この映画でも描かれるように、誰かとつながろうと思えば、いろんな手段がある昨今。広告を見てルームシェアで一緒に暮らすこと、とりあえずのセックス、出会い系アプリで誰か相手を探すこと。お金さえ払えば元ポルノスターがオンラインの画面越しにいいことしてくれる。でも本当に愛し合える相手とつながれるかは別問題。この映画は様々な人種の人々が暮らすパリ13区で、心からつながれる誰かと巡り合うまでの物語。

モノクロの映像がとても優しく感じられる。ウディ・アレンの「マンハッタン」と同様にスタイリッシュだが、それ以上に登場人物を見つめる僕らの視線を変えてくれる。登場するのは、台湾系のエミリー、アフリカ系のカミーユ、フランス人のノラ。キャスティングにあたり人種への配慮があったのかもしれないが、色彩を取り除いたことで人種偏見を緩和する意図があったのかもしれない。その分だけ男女が抱き合う場面ではコントラストがハッキリして、異なる個性が触れ合っているニュアンスが際立つ。果たしてこのつながりは、愛し合えるつながりになれるのだろうか。

エミリーと再び会いたいとカミーユが言い出すあたりから入り乱れる恋模様。でもついた離れたを繰り返すドロドロの恋愛ドラマを観る感覚じゃなく、愛を探す迷子の大人たちの気持ちの行方から目が離せない。元ポルノスターのアンジーとノラが次第に親しくなっていく様子に、こっちまで癒される気がする。
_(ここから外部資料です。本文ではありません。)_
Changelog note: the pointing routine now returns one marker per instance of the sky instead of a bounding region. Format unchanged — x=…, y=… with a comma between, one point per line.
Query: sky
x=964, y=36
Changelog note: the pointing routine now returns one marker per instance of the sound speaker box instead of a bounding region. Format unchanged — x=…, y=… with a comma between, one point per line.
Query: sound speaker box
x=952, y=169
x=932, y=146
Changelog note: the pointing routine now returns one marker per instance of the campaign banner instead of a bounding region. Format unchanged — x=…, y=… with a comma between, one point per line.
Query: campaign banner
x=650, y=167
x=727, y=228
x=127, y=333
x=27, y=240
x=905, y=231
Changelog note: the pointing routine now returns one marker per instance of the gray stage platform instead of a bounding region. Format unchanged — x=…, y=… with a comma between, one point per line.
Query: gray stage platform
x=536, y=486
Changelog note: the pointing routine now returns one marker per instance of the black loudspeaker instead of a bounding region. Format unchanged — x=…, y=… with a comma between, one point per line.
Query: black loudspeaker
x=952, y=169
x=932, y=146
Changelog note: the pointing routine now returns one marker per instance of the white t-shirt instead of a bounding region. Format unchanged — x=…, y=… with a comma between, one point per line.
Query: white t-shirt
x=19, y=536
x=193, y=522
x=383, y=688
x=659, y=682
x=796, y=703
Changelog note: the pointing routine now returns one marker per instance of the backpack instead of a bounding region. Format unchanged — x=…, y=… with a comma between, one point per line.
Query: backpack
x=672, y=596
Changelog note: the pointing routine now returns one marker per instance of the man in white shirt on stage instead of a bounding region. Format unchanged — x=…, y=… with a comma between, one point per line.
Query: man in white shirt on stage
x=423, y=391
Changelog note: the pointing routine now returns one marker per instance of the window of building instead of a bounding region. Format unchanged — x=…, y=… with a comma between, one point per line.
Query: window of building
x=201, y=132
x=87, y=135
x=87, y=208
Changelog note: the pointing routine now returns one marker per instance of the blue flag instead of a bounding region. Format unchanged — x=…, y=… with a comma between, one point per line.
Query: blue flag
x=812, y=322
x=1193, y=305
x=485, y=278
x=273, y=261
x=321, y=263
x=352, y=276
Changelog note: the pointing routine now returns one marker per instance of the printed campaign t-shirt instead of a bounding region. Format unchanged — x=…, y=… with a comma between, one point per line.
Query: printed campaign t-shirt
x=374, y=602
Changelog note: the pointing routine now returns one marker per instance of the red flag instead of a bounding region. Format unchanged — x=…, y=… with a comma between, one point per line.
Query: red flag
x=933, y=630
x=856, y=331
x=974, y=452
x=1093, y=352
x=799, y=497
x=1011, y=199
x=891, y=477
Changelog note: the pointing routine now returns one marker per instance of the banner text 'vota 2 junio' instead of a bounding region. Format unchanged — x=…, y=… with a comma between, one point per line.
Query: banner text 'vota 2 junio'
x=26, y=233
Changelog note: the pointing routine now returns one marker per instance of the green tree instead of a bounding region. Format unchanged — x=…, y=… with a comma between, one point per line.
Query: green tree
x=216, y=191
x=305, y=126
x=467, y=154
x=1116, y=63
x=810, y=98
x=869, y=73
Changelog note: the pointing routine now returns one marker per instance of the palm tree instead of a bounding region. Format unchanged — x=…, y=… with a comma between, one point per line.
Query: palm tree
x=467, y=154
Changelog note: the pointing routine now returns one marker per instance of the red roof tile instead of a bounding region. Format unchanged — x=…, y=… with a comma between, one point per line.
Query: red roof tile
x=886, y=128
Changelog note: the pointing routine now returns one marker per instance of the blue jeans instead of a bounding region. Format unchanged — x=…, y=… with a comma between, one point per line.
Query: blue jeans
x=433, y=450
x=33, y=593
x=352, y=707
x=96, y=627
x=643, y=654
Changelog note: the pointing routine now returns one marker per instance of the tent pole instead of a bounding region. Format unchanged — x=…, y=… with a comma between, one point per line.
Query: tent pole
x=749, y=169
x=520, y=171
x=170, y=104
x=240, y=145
ラストは二つの場面で締めくくられる。インターフォン越しに告げられたひと言。
「聞こえない!もう一度言って!」
その後の表情。もう一つは逆光の中で横顔が重なる美しいシーン。ハリウッドのラブコメで感じる多幸感とは違う、じわーっとくる感覚。これが長く続く関係になりうるのかは別として、少なくとそれぞれが愛と呼べそうなものを見つけたのだ。

 ◇

U-NEXTの鑑賞履歴を見た配偶者。絶対にミニシアター系は観ない人。
👩🏻「どんなエロい映画観たのよ。」
この映画を観終えた僕が望んでいるのは、そんな声かけじゃないんだよなぁー😩。